Nessuno deve spiegare perché è italiano

Paola Egonu è una campionessa di pallavolo. Di più: è una fuoriclasse, capace di gesti pieni di forza e grazia insieme. Paola Egonu è una giocatrice nata a Cittadella, profondo Nordest, da genitori nigeriani. Camionista il papà, infermiera la mamma. È nata a Cittadella, è cittadina italiana, è giocatrice della Nazionale italiana. Eppure, ha detto sabato sera dopo aver conquistato il bronzo mondiale, c’è ancora chi le chiede «perché» sia italiana. Si è detta stanca, e pronta a lasciare la maglia azzurra, a soli 24 anni.
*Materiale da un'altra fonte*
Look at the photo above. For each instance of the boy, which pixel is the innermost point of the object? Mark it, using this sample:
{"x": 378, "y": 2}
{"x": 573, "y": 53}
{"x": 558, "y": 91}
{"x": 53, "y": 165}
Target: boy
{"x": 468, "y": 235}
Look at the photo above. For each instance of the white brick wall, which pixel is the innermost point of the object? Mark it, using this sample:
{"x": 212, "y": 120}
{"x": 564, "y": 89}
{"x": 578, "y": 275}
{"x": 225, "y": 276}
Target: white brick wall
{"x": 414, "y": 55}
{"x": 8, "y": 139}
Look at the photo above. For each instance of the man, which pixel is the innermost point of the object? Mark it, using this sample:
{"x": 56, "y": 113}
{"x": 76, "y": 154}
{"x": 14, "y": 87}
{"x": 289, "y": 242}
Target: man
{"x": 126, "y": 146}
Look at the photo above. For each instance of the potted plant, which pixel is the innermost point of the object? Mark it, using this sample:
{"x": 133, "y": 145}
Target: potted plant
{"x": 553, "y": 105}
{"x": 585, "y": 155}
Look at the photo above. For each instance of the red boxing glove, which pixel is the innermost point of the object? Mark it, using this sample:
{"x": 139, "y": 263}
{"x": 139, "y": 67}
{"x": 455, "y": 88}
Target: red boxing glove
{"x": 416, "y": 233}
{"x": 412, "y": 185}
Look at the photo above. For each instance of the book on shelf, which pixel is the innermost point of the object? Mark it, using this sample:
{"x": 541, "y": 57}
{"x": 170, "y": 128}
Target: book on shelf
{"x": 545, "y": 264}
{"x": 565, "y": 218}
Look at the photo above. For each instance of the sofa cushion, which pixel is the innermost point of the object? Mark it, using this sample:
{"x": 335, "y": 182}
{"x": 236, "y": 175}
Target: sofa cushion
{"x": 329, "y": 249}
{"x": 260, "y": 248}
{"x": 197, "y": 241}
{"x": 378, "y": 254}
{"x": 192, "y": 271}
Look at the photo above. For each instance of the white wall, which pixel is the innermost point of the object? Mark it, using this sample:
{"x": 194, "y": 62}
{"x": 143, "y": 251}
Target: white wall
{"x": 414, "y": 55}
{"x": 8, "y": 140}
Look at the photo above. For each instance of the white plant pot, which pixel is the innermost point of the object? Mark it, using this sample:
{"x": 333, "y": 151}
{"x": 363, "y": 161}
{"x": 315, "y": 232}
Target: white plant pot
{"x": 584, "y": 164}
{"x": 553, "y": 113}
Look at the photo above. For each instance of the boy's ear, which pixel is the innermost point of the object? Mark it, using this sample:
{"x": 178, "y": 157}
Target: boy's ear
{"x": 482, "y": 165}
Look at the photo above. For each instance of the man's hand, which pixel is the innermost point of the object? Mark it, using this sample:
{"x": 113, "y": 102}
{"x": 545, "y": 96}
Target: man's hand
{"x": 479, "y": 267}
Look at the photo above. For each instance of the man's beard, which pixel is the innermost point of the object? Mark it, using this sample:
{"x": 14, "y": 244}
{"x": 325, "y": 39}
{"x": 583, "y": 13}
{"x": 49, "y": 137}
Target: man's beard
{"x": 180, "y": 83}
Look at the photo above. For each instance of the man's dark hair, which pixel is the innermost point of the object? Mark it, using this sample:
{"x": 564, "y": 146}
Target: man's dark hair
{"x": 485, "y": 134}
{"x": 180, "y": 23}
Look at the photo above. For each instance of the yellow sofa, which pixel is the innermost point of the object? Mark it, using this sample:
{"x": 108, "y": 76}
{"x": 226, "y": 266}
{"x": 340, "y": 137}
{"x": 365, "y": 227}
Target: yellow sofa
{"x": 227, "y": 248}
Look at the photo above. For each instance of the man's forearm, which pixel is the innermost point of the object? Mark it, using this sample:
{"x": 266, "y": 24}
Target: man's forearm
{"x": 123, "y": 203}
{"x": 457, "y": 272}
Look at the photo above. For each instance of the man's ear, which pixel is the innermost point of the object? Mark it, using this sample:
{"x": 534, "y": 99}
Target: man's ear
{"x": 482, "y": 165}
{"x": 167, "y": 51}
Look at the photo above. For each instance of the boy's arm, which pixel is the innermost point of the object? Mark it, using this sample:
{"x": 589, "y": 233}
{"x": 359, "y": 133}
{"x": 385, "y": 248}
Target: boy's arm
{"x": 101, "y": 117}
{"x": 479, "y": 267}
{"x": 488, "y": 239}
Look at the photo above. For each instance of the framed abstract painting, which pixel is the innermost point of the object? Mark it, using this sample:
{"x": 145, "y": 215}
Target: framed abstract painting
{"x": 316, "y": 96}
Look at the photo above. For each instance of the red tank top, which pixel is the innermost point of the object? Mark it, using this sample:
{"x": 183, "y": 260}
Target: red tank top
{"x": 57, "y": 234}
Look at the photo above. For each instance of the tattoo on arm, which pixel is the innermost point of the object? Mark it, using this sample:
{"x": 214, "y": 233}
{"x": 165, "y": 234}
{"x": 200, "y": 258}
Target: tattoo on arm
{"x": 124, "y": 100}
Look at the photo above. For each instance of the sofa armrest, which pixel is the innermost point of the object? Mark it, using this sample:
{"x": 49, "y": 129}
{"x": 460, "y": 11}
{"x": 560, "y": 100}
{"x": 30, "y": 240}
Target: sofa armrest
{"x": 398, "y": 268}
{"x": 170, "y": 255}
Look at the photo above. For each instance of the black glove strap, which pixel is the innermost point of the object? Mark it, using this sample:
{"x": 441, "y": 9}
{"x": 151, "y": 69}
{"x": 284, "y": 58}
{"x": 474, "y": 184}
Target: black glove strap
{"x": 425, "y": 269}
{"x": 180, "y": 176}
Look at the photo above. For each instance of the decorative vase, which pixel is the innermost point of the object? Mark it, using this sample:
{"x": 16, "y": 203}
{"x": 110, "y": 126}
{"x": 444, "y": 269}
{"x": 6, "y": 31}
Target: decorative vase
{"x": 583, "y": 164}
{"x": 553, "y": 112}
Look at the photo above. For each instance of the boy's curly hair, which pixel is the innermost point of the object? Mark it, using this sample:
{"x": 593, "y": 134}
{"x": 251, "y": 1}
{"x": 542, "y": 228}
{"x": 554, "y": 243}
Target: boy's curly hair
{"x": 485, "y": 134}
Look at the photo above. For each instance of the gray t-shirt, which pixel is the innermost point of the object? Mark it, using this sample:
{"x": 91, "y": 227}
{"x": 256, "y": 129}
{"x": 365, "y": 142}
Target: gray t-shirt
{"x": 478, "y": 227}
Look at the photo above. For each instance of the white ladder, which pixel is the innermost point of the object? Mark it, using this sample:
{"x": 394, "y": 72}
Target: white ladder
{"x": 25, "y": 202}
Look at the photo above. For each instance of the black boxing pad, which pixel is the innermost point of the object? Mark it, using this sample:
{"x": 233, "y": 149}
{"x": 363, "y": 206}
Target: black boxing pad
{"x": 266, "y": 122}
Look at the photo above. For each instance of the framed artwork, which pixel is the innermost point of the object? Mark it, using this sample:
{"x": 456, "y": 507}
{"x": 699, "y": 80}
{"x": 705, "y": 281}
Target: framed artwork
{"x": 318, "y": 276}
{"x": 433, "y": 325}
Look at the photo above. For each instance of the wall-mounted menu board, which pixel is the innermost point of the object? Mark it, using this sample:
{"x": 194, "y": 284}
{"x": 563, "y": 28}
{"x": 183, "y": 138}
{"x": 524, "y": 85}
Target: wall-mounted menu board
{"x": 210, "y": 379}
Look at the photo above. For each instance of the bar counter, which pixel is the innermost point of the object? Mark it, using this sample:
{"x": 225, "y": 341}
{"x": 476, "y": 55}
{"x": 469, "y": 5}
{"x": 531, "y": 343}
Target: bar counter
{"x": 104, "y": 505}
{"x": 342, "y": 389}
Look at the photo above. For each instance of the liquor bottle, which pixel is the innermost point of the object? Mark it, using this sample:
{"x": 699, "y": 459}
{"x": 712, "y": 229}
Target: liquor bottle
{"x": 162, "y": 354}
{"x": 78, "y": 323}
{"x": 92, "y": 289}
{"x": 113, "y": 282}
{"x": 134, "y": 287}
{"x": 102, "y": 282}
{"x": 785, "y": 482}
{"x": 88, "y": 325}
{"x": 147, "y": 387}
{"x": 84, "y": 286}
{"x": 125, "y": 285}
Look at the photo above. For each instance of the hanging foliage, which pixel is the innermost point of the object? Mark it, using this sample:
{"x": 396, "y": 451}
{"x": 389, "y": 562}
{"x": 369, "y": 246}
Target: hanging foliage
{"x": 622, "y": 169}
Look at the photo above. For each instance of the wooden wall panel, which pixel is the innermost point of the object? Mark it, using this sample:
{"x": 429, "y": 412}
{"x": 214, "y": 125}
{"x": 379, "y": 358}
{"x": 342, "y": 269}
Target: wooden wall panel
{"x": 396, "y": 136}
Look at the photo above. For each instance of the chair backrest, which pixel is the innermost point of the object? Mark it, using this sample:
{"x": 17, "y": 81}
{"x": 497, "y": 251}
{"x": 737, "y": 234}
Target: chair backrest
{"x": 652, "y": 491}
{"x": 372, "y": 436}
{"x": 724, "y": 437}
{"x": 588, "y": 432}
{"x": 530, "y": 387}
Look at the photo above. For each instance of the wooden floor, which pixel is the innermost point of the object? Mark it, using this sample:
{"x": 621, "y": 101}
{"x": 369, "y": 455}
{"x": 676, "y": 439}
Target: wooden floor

Speriamo non sia così, ovviamente. Perché Paola è una campionessa come ne nascono pochissime. E perché quella azzurra è la miglior maglia che Paola possa indossare su un campo di pallavolo. Quella per cui tutti tifano, o dovrebbero. Eppure, dice Paola in lacrime, c’è chi la bersaglia, chi la detesta, chi, sottintendendo ma nemmeno troppo un razzismo becero, tanto ignorante quanto sprezzante, le scarica addosso quell’odioso perché. Siamo ancora a questo, anno di grazia 2022: non solo al rifiuto di riconoscere come concittadini coloro che nascono qui e che (al compimento della maggiore età, come fosse la patente…) acquisiscono il passaporto italiano, ma anche al domandarsi perché. Come se Paola Egonu, e con lei tutti coloro che vivono le medesime frustrazioni anche se lontani dal clamore, dovesse giustificarsi. Come se quasi (ma per molti anche senza quasi) fosse una colpa avere genitori venuti qui dalla Nigeria, essere nata qui, essere vissuta qui, essere diventata, qui, una campionessa da Nazionale. Perché sei italiana, Paola? Tu, con quei tratti somatici che di Cittadella non hanno niente di niente. Tu, che sei alta uno e novantatré, che in Italia noi non nasciamo mica così. Tu, con quella pelle poi… Tutto questo in Italia si dice, si sussurra, a volte si strilla. Con sempre meno vergogna, talvolta persino con orgoglio d’altri tempi. Poi si può far finta di niente, ci si può fare il callo, la più triste delle assuefazioni.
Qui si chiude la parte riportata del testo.